Among other key findings, researchers found that 24% of Americans surveyed during the pandemic years met the diagnostic criteria for at least moderate depression, compared to the 8% of adults the Centers for Disease Control and Prevention reported as having had depression from 2013 to 2016. 

Among young adults between the ages of 18 and 24 years old, the number sits at a startling 44%, 24% of whom researchers said met criteria for “moderate to severe or severe depression.” 

These figures are slightly down, researchers said, from the figures reported roughly 12 months earlier. 

The persistence and the prevalence of mental health problems among Americans is concerning, says David Lazer, university distinguished professor of political science and computer sciences, who co-authored the report. 

“Younger people have much higher levels of potential depression than older—nearly half,” Lazer says. 

“These numbers have improved only slightly since the low points during the pandemic, even though people have dramatically reduced their behavioral isolation,” Lazer says. “People—including young people—are going out again.”

Additionally, researchers found disparities in who among the young adult cohort was most impacted by mental health according to gender and sexuality. Young women, for example, reported higher levels of depression, stress and anxiety than young men, researchers wrote.

Those respondents who identified as gay, lesbian or bisexual, for example, were “significantly more likely” than older and straight or heterosexual respondents to report symptoms of depression, anxiety and higher levels of stress, researchers wrote. Roughly 63% of 18 to 24-year-olds who identified as gay, lesbian or bisexual met the criteria for at least moderate depression, they wrote.

“There are certain subsets of young people that are at significantly higher risk, including women, and individuals identifying as gay, lesbian or bisexual,” Lazer says. 

Researchers observed changes in respondents’ behavior. People between the ages 18 to 24 said they aren’t “avoiding public places, avoiding contact with others or wearing face masks outside the home” as often as they did in earlier surveys, the data shows. 

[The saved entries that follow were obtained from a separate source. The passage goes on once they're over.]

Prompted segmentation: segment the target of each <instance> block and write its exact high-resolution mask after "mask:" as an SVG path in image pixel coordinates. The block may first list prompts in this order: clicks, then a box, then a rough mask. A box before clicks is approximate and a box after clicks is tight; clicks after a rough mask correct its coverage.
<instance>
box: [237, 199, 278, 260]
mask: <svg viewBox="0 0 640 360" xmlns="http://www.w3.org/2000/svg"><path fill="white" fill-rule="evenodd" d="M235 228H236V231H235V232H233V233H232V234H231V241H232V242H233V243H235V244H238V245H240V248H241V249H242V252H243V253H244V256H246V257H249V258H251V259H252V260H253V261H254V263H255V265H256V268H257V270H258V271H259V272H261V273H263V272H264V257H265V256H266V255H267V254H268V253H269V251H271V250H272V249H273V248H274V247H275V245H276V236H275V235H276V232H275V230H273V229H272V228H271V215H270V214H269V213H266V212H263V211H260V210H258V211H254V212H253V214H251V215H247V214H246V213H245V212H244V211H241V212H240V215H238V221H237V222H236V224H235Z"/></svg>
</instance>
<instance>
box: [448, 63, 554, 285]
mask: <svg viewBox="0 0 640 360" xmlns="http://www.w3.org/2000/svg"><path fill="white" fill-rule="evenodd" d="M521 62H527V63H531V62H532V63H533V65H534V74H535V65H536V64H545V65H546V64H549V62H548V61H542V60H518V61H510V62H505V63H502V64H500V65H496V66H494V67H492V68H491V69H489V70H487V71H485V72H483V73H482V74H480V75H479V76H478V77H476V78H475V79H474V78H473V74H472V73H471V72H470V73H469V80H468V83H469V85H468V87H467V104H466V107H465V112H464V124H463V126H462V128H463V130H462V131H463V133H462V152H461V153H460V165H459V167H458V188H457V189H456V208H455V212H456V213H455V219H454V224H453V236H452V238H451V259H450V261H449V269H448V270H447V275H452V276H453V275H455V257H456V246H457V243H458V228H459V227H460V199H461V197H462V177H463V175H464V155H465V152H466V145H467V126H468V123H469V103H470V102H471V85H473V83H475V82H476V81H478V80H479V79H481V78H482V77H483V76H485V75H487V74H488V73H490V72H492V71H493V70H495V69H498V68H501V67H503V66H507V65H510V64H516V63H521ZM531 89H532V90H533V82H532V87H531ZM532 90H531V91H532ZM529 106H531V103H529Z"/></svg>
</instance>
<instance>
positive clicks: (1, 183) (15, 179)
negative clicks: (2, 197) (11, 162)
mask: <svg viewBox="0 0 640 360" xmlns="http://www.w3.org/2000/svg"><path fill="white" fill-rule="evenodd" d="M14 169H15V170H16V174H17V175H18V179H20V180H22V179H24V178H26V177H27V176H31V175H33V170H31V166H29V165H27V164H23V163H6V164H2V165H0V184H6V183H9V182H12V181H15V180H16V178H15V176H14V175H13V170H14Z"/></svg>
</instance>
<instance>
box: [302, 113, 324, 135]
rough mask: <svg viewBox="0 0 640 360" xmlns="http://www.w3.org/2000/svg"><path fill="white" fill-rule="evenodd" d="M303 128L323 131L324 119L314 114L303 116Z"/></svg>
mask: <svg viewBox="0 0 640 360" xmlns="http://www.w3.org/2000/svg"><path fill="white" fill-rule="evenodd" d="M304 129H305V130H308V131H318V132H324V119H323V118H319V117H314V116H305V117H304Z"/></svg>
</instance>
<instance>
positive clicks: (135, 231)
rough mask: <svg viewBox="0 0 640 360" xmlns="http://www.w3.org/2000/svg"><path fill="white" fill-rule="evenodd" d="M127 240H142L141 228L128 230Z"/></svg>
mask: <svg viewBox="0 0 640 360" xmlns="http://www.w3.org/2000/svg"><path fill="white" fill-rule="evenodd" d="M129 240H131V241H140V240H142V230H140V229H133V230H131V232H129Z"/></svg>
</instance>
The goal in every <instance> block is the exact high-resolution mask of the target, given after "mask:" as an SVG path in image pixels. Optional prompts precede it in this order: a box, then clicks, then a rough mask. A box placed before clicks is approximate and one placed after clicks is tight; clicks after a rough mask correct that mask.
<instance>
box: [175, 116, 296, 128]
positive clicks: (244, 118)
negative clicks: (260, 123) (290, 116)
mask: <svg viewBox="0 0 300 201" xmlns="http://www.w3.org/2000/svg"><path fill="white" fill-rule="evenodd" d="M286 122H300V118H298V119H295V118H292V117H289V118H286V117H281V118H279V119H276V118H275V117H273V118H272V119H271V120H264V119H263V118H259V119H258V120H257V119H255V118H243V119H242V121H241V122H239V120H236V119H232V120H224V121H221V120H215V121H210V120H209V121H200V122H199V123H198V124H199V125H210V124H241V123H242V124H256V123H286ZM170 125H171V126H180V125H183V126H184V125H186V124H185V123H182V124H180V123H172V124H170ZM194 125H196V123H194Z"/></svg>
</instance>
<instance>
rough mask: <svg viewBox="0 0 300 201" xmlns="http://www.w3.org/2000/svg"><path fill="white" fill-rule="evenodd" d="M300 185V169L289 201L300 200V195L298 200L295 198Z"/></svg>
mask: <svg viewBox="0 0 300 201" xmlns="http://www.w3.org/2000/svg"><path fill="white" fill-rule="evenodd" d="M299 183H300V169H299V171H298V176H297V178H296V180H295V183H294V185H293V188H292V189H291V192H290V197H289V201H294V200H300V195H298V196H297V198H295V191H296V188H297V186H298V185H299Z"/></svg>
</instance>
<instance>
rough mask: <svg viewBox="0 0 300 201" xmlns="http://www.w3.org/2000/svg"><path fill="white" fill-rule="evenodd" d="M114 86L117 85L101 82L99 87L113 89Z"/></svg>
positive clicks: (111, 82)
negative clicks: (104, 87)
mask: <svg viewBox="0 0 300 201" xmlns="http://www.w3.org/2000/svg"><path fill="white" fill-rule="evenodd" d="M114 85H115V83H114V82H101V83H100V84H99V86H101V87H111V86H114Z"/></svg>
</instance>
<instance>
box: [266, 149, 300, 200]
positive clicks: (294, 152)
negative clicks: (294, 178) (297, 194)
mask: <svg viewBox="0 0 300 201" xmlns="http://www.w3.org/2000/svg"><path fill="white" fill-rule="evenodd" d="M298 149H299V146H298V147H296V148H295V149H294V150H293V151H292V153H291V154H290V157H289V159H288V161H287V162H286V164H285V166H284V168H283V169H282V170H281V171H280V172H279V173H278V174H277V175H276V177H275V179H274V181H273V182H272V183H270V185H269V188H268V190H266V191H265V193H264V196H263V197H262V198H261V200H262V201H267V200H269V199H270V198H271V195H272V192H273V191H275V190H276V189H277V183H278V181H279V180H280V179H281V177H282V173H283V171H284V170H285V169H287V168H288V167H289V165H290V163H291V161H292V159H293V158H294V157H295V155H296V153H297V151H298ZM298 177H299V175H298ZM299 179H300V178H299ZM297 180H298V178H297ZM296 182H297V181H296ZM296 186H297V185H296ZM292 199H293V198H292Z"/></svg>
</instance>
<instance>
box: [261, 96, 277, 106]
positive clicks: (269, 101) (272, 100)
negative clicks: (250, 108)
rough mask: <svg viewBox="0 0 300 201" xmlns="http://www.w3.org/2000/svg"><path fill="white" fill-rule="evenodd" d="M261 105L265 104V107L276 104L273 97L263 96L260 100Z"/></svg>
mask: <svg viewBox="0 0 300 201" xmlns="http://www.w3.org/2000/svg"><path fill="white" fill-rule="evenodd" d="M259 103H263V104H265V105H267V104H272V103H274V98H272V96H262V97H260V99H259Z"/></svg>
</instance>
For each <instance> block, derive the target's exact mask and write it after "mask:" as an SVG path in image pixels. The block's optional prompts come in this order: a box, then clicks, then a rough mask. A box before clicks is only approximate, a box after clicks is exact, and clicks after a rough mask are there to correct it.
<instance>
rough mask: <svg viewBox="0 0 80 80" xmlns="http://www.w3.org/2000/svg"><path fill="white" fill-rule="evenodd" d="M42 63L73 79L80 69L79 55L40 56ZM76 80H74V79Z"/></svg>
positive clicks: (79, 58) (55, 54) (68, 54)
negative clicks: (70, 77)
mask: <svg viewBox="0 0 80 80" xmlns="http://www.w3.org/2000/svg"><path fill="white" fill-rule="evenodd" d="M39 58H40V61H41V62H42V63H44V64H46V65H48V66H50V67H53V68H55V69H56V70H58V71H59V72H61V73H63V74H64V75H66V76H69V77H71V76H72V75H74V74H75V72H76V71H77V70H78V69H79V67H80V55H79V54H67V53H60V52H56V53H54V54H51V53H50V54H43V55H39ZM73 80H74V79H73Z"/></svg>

Despite the “many claims” that pandemic restrictions had negative effects on the mental health of Americans, the researchers were careful not to make any specific causal claims about those policies and the levels of distress people report feeling. 

“It should be noted that we have minimal equivalent pre-pandemic data for comparison so we cannot establish that the COVID-19 pandemic caused these increases,” researchers wrote. “However, our surveys reveal that depression rates are not lowering despite young Americans beginning to return to their pre-pandemic behaviors.”